I do not collect the bits of knowledge I have in a ball to place on the rim of my hat for the world to look at it and admire. I do not consider myself an intellect, but I can keep up with your conversation. I've lost the haughty wholesomeness of my youth. I do not profess to be any sort of great reader. I know the classics, and I suffered through Chinua Achebe's
Things Fall Apart, the imagery often bringing the burn of bile to the back of my throat. I no longer read things that I think I should read, things that I hope people will witness me reading. I no longer read to impress. I read for me.
I love bookstores, LOVE THEM. I have ever since I stopped finding my next read on a bestsellers list or sample syllabus. I no longer know if an author is known or unknown, if they've won praise or scorn...I find everything I label "worthwhile" in the opening pages and in my reaction to the flow of words and the canvas they color. It was with this mind that I picked up Diane Setterfield's
The Thirteenth Tale some months ago. It lie haphazardly on a crumbling mountain of misplaced books as the holiday shopping season revealed its base barbarity.
Tired and chilled, I loitered for awhile in the lower level of Borders while Nick sought to find a book for his father. Eventually, knowing how it was when Nick wanted to browse, I walked over to the sad heap on the table, disappointed that people should be so rude, so lazy. I let my fingers glide over the embossed dust jackets on the hardback novels when one in particular caught my eye. I read the first several pages right there in the middle of the crowded floor, people barging through linked hands and intimate closeness to beeline toward their section. (I'm not a fan of holiday shoppers, if you haven't picked up on that yet.)
I'm not a fan of crowds in general, really.

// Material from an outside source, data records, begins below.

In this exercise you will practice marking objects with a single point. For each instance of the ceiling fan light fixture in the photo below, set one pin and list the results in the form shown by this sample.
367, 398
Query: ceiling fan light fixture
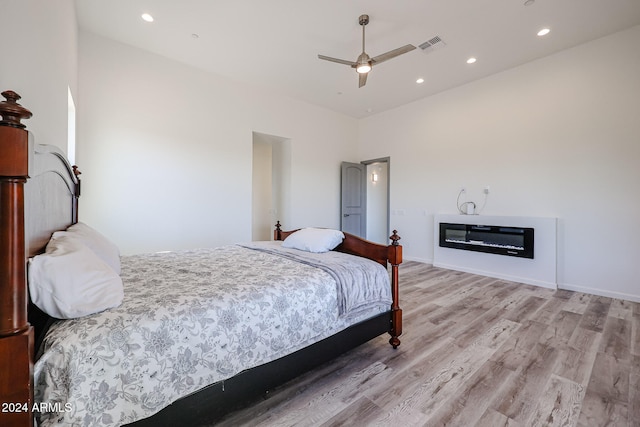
363, 68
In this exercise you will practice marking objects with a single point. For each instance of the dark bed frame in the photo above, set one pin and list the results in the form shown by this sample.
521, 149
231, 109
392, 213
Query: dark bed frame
39, 193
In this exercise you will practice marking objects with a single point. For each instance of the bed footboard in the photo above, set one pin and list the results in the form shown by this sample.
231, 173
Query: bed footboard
385, 255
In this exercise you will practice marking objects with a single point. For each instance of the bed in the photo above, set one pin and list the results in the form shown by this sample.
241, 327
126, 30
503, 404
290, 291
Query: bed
39, 191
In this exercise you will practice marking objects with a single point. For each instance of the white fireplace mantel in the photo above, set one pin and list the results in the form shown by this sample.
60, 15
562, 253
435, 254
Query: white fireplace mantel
539, 271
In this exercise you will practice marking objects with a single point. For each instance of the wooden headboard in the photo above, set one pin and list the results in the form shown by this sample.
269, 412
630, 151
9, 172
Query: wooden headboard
38, 195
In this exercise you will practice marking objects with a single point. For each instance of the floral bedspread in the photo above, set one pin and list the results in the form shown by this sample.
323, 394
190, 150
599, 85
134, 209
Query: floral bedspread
188, 319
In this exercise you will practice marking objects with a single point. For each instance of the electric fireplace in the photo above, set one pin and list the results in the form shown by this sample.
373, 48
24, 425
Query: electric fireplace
501, 240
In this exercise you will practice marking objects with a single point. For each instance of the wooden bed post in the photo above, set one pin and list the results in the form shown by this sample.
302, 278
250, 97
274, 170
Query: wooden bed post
16, 335
395, 257
277, 233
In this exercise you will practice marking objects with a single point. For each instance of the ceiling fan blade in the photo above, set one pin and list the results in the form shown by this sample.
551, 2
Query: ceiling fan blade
392, 54
362, 79
339, 61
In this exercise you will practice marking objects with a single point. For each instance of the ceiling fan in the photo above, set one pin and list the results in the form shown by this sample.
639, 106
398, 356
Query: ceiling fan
364, 63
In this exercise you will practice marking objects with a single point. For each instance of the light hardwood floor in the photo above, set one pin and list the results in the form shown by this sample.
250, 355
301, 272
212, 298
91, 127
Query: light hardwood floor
476, 351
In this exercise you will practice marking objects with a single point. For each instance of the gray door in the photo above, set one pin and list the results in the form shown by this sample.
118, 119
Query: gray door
354, 202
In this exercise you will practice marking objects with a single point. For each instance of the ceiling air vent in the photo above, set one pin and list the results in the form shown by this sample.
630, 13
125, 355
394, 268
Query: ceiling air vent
432, 44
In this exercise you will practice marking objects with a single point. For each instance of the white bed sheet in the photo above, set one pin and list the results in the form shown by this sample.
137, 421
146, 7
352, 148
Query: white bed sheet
188, 319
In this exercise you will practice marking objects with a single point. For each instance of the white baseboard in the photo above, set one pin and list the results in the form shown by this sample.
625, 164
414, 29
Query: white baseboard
511, 278
416, 259
600, 292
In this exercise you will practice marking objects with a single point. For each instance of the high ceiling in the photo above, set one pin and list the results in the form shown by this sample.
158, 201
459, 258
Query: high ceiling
274, 43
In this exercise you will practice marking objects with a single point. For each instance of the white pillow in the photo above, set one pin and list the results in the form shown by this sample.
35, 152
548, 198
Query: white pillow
98, 243
69, 280
314, 239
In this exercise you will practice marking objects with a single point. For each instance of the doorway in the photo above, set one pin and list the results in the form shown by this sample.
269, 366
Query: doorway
271, 184
365, 199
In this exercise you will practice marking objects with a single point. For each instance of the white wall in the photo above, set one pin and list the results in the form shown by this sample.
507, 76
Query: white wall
377, 203
557, 137
166, 151
39, 62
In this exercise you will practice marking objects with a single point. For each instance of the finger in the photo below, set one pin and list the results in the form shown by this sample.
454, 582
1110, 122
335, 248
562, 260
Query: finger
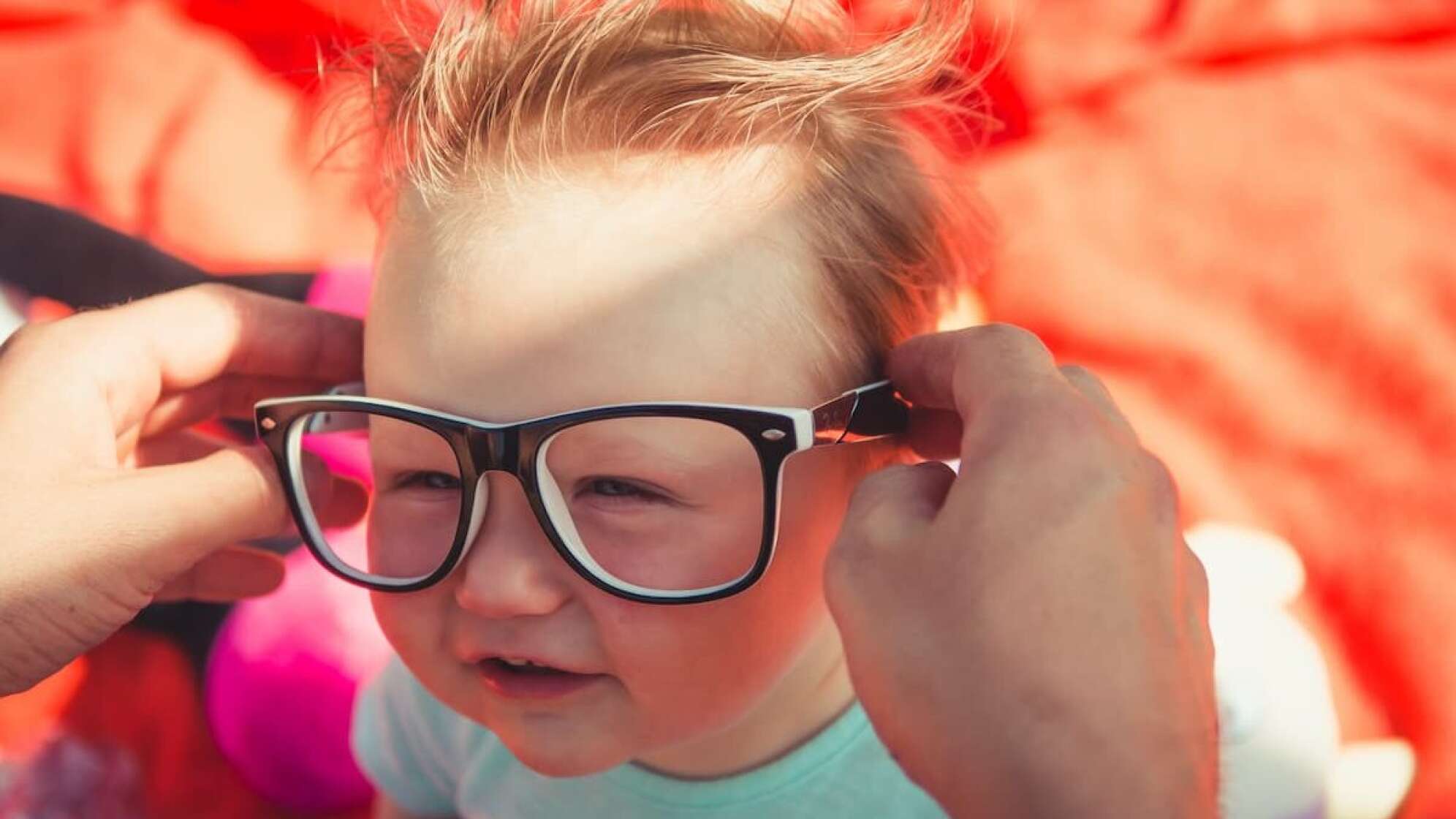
189, 337
1096, 393
226, 397
895, 503
957, 371
933, 434
230, 496
227, 575
174, 448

Maybe it's my height or small voice, or maybe it is a remnant of a movie theater rush I had the misfortune of enduring, and I thought the surround of tall people were going to smother me. I couldn't see anything but shirted backs, my air was stale and I was afraid. I tend to skirt the outside of groups and do my very best to melt into the wall. Not that day though, no. I was engrossed. I bought the book and beneath the coffee table it sat for a pitifully long spell while I forgot its very existence. Until last week.

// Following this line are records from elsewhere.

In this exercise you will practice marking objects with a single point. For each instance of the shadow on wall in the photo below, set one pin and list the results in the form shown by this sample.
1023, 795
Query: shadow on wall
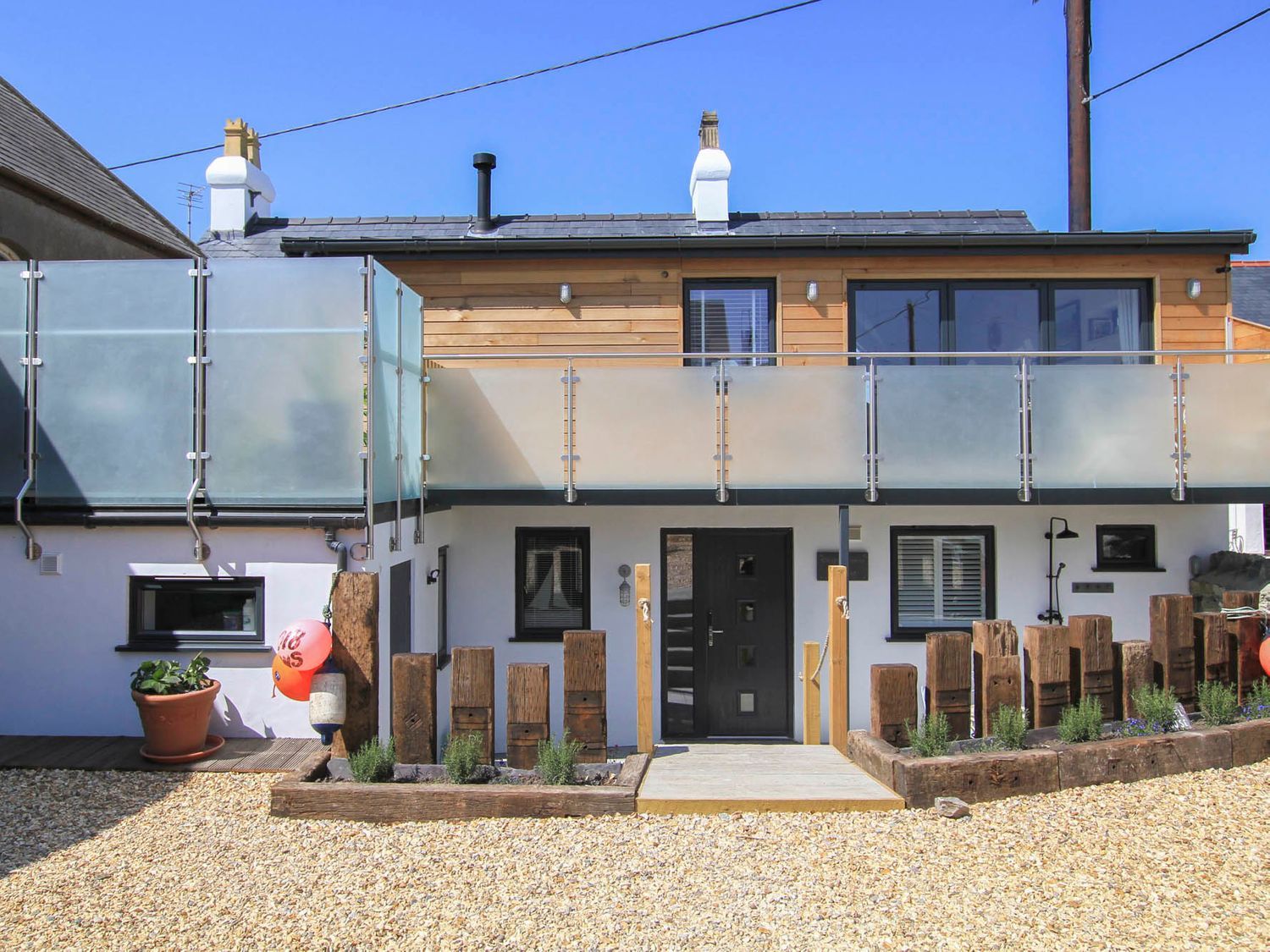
63, 807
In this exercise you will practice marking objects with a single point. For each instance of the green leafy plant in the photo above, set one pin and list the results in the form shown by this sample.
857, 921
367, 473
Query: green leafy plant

And then the hunger was there again, the desire to consume all of it at once and then over and over again until you are replete with it. It is a story within a story, and several stories within that story, and if you like stories, chances are you'll like this story...because it has lots of stories.
Story. (Felt I needed that last one for good measure.)

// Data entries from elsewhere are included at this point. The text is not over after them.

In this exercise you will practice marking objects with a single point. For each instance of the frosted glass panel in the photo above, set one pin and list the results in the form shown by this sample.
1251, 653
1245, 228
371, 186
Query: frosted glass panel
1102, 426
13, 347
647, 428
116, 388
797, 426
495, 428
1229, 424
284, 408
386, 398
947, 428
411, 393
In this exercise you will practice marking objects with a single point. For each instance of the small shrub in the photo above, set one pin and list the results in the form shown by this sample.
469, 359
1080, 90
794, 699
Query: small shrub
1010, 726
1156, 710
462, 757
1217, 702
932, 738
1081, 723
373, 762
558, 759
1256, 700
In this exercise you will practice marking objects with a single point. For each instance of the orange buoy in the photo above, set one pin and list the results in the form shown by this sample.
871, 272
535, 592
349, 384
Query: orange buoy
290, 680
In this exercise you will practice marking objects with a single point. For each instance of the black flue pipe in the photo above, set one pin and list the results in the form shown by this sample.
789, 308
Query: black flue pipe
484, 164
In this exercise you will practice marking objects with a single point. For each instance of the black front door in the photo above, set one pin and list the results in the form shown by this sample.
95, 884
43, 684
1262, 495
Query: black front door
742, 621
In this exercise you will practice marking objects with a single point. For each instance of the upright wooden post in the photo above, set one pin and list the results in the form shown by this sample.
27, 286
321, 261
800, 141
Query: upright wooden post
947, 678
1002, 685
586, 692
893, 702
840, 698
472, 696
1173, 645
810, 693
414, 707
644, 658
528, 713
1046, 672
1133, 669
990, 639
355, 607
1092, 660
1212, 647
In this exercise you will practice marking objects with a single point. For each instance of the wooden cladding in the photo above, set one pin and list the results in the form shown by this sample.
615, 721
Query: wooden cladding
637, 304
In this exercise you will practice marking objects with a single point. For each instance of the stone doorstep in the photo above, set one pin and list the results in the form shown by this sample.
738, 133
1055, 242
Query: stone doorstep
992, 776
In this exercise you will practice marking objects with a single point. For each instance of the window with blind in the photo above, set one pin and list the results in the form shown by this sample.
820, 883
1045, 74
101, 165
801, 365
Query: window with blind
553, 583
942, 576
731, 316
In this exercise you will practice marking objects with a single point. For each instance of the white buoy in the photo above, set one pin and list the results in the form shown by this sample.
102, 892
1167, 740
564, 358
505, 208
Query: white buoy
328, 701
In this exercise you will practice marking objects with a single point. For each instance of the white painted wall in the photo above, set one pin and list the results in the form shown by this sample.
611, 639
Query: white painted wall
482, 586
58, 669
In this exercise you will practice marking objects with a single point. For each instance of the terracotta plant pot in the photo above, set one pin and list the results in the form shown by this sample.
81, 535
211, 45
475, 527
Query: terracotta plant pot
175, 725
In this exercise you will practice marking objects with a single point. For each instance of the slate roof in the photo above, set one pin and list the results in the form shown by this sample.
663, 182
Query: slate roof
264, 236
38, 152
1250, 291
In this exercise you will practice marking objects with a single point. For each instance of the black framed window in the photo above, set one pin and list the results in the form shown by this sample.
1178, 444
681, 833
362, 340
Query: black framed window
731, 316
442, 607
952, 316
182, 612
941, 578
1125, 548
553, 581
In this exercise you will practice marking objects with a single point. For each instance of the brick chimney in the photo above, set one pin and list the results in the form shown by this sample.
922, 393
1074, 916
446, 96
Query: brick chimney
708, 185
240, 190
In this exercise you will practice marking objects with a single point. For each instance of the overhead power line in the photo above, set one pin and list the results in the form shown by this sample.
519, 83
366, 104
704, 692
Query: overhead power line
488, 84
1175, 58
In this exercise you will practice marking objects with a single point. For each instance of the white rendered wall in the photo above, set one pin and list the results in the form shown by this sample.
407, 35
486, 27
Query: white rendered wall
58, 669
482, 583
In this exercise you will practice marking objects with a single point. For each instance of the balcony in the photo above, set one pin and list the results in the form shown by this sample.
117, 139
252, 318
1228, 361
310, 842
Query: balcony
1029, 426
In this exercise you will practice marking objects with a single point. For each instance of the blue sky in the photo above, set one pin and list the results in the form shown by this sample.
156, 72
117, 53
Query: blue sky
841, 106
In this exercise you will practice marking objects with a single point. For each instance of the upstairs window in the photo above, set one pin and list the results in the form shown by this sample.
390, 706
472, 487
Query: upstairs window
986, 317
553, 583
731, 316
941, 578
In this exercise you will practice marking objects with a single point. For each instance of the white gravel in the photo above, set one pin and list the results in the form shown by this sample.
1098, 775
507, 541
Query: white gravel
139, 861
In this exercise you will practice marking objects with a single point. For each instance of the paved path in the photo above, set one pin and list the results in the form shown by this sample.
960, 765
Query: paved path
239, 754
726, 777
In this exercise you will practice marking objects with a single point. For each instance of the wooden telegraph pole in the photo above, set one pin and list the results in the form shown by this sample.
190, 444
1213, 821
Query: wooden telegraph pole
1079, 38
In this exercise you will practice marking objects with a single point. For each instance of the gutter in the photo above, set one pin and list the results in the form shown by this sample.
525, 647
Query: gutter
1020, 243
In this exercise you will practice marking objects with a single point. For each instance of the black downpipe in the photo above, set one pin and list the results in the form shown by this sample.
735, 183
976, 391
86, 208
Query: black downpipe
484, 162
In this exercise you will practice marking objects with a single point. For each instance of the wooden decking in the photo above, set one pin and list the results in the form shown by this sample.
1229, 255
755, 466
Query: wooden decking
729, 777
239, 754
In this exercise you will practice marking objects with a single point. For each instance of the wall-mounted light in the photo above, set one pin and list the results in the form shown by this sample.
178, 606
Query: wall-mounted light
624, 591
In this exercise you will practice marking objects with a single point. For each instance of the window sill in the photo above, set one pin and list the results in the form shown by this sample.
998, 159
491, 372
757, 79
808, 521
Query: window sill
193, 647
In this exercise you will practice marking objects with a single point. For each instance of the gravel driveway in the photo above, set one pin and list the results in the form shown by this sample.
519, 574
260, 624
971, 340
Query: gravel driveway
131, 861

I cannot remember ever a time when I have been so hard on a book. The binding is gruesome and the jacket torn at the folds...it is telling of my appetency. I devoured it. Everybody has a story, everybody...and they thrive under the guise of the ordinary and the mundane. In a fashion we all don to one degree or another, the protagonist tells fanciful tales to avoid her own story. We live lives one way to lie to ourselves, or to have people believe in our façade, the "us" we've built. We do it to protect this vulnerable strand of truth that lie tender and unsullied by the opinions of others. Why do we hide?
We need to keep something for ourselves, something that nobody else knows...it's how we define ourselves and how we communicate with the voice in our head that rouses us to speak in the middle of the night...but choose wisely. Don't let it be your undoing. Don't let it haunt you. It's good to free the hurt, voice the pain. You prove nothing in hardening and everything in remaining soft throughout the journey.
My airy thoughts aside, this is a worthwhile read. Engaging, dark, intriguing, and a tale sewn from a strewn reality.